28. Scope of Arbitration Clause :
This brings me to the third question. The question is ! What is the dispute and whether it is covered by the arbitration clause It is said that mere failure to pay the amount claimed does not amount to a dispute I agree. But this is not a case of mere failure to pay. It is a case where the transaction has been repudiated. The contract was sought to be rescinded. I have held that a contract cannot be rescinded after it has run its course. The question is not one of failure to pay the amount. The question is whether any amount is due to the firm. It has been strongly argued that the firm is not entitled to any amount from the company. The arbitrator will decide this question. I fine there is real and substantial dispute between the parties which ought to be referred to arbitration. The question whether any services were rendered by the firm and whether they are entitled to any remuneration in consideration of the services are matters which are within the province of the arbitrator.
29. I was referred to s. 20(4) of the Arbitration Act and Abdul Kadir Shamsuddin Bubere v. Madav Prabhakar Oak, : 3SCR702 . In my opinion, no sufficient cause has been shown why the order of reference to the arbitrator should not be made. The plea of fraud lacks all particulars. It deserved no notice. One it is shown that there is not sufficient cause why the agreement be not filed, the court has not discretion in the matter. (Jiwanlal Raj Narain Khanna v. Radhey Lal, : AIR1968Delhi90 ).
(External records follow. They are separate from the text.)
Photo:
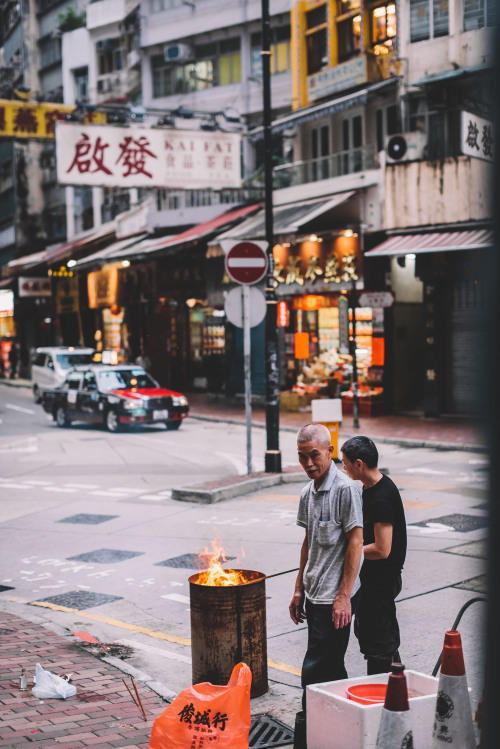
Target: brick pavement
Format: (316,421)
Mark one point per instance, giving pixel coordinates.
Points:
(101,714)
(451,432)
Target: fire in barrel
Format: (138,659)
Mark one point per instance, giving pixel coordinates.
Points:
(228,623)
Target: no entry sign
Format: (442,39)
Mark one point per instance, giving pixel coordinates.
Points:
(246,262)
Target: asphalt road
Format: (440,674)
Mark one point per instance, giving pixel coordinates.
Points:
(87,521)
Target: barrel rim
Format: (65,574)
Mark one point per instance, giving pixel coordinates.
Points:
(194,579)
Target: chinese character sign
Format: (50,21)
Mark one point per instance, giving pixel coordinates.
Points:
(32,120)
(146,157)
(477,137)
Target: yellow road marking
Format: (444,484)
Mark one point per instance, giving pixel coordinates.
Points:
(283,667)
(146,631)
(115,623)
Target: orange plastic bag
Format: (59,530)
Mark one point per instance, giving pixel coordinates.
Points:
(207,716)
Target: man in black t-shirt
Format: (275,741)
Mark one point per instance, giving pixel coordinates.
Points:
(384,548)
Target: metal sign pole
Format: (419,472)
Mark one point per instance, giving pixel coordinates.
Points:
(245,292)
(273,453)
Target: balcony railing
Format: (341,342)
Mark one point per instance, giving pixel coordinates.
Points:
(326,167)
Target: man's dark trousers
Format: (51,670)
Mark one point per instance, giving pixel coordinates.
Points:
(324,659)
(326,646)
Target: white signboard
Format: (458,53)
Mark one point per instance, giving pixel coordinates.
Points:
(34,286)
(6,303)
(233,307)
(146,157)
(477,137)
(376,299)
(339,78)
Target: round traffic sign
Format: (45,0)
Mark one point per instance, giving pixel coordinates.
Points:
(246,262)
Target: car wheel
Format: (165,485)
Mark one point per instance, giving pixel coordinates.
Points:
(111,421)
(171,425)
(61,417)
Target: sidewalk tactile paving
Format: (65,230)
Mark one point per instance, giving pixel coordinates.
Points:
(30,723)
(81,599)
(106,556)
(461,523)
(84,519)
(190,561)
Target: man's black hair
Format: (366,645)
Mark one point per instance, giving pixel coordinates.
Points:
(361,448)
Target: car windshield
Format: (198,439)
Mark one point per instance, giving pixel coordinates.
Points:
(137,378)
(66,361)
(110,380)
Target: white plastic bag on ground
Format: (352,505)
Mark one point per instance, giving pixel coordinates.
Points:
(49,685)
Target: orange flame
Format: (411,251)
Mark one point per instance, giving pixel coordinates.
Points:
(215,575)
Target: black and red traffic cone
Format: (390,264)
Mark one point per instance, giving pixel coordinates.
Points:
(395,729)
(453,718)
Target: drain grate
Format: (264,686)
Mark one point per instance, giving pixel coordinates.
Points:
(268,732)
(458,522)
(190,561)
(106,556)
(85,519)
(81,599)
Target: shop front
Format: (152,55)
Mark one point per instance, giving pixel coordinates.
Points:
(318,281)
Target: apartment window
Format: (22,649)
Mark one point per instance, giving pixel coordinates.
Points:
(81,83)
(478,14)
(387,122)
(349,35)
(428,19)
(280,52)
(156,6)
(50,52)
(316,39)
(229,62)
(214,64)
(383,24)
(109,56)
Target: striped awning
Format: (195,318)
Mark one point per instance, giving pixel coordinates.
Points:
(452,241)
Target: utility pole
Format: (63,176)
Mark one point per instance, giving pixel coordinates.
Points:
(273,454)
(355,390)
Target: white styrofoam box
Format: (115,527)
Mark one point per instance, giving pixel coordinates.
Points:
(335,720)
(326,409)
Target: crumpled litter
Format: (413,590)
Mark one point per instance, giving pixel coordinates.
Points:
(51,686)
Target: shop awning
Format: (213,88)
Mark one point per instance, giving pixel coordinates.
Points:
(21,262)
(447,75)
(405,244)
(339,104)
(111,252)
(288,219)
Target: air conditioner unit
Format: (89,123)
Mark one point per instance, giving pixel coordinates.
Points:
(405,147)
(177,52)
(103,85)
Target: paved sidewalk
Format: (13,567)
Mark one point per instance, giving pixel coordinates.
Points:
(101,714)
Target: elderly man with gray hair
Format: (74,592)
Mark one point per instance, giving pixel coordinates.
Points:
(327,585)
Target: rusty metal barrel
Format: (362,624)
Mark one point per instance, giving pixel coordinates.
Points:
(228,625)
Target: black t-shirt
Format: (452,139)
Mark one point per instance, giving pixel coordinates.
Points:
(382,504)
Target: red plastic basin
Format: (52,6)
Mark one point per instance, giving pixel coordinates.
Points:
(367,694)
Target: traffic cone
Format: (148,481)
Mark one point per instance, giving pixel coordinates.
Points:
(394,731)
(453,718)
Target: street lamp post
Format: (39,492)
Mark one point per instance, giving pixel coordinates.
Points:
(273,454)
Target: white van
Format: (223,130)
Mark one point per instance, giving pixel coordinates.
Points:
(50,365)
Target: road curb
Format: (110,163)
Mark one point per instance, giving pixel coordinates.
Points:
(203,495)
(399,441)
(19,609)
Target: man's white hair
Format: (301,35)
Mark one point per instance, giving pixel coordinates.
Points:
(314,433)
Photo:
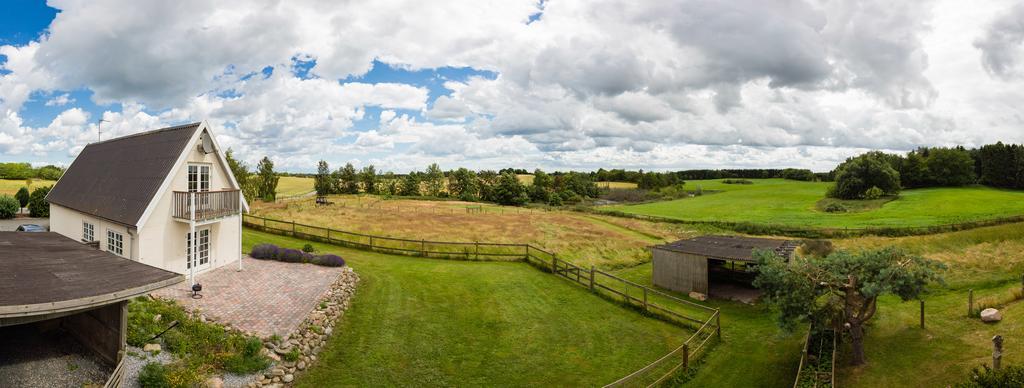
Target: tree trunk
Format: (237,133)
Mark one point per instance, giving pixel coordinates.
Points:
(857,344)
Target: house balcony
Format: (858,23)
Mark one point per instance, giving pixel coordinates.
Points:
(206,206)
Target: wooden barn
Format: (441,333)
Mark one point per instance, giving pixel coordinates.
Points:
(695,264)
(65,303)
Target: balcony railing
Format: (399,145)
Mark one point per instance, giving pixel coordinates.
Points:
(208,205)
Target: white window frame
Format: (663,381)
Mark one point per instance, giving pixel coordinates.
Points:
(202,251)
(115,243)
(88,231)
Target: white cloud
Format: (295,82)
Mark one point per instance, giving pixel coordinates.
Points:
(625,82)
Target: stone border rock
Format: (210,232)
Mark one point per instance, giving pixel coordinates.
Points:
(308,340)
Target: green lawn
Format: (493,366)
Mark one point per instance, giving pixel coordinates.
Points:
(438,322)
(791,203)
(294,185)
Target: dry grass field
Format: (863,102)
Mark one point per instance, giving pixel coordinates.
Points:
(586,240)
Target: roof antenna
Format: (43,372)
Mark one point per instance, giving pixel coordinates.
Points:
(99,128)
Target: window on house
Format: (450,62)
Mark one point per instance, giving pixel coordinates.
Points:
(88,230)
(199,177)
(115,243)
(202,250)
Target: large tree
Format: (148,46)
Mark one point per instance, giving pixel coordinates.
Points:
(369,178)
(322,182)
(841,291)
(463,184)
(855,176)
(266,186)
(434,180)
(242,175)
(348,179)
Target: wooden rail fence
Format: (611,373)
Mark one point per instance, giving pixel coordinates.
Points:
(706,320)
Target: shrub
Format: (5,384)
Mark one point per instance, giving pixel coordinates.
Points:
(329,261)
(291,256)
(817,248)
(8,207)
(38,206)
(872,194)
(264,252)
(248,359)
(154,375)
(855,176)
(1008,376)
(836,208)
(23,197)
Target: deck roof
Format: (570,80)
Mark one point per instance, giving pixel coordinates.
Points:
(730,247)
(46,272)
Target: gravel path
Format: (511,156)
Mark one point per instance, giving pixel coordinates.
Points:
(136,359)
(31,358)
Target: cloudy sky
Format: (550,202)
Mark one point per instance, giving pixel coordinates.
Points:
(557,84)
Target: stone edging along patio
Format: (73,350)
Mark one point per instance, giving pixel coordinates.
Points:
(311,335)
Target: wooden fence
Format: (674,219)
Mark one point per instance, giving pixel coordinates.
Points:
(706,320)
(816,378)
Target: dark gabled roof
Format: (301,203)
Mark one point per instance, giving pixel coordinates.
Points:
(730,247)
(117,179)
(42,272)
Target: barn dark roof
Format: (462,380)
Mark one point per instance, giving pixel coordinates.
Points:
(730,247)
(45,271)
(116,179)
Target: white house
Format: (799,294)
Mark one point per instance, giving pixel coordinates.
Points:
(164,198)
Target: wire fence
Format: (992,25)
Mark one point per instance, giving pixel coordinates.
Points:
(823,232)
(704,319)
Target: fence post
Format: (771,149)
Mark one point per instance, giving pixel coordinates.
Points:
(645,299)
(686,356)
(970,301)
(922,313)
(718,324)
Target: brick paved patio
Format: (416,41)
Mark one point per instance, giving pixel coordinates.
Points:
(266,298)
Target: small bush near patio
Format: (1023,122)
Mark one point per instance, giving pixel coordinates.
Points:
(8,207)
(203,348)
(329,261)
(154,375)
(272,252)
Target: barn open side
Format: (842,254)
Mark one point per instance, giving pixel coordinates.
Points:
(62,301)
(704,263)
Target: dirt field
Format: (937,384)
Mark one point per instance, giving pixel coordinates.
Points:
(586,240)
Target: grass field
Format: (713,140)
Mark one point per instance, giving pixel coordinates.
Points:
(294,185)
(585,239)
(439,322)
(9,187)
(790,203)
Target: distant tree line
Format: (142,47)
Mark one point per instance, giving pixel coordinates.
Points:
(262,184)
(873,174)
(26,171)
(487,185)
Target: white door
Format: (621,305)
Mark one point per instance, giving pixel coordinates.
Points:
(202,250)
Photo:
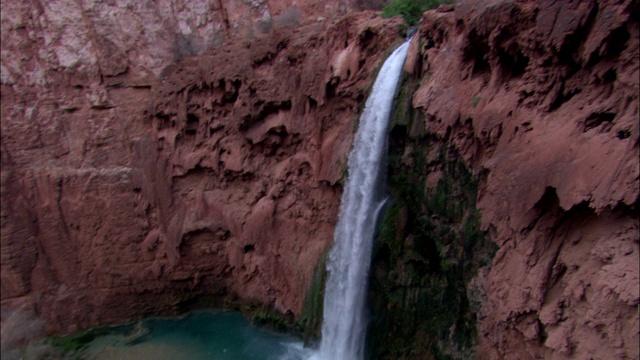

30. This dispute falls within the arbitration clause. The arbitration clause says : 'any dispute or difference arising in regard to any of the terms contained in this agreement shall be settled in accordance with the provisions of the Indian Arbitration Act, 1940.' The dispute between the parties is one which falls within the ambit of this clause. In my opinion, the clause is wide enough to comprehend it. The official liquidator says that there is no dispute in regard to 'terms' contained in the agreement. He laid a great deal of stress on the expression 'terms' used in the clause. In my opinion, this is not the meaning of the word 'terms'. It means articles of agreement, bargain or transaction. It means any dispute or difference arising out of the contract, terms whereof are set forth in the document, shall be settled by arbitration. I, thereforee, hold that there is a dispute and the dispute is referable to arbitration.
31. For these reasons I order the agreement to be filed and refer the matter to arbitration. I appoint Mr. M. S. Joshi, a retired judge of this court, to act as the sole arbitrator in this case and to give his award on the dispute between the parties. I fix his fee at Rs. 4,000 to be paid in equal shares by the petitioners and official liquidator. Ultimately, it will be in the arbitrator's discretion to decide the question of costs.
32. The parties are directed to appear before the arbitrator on 9th January, 1982 at 11 a.m. at his residence.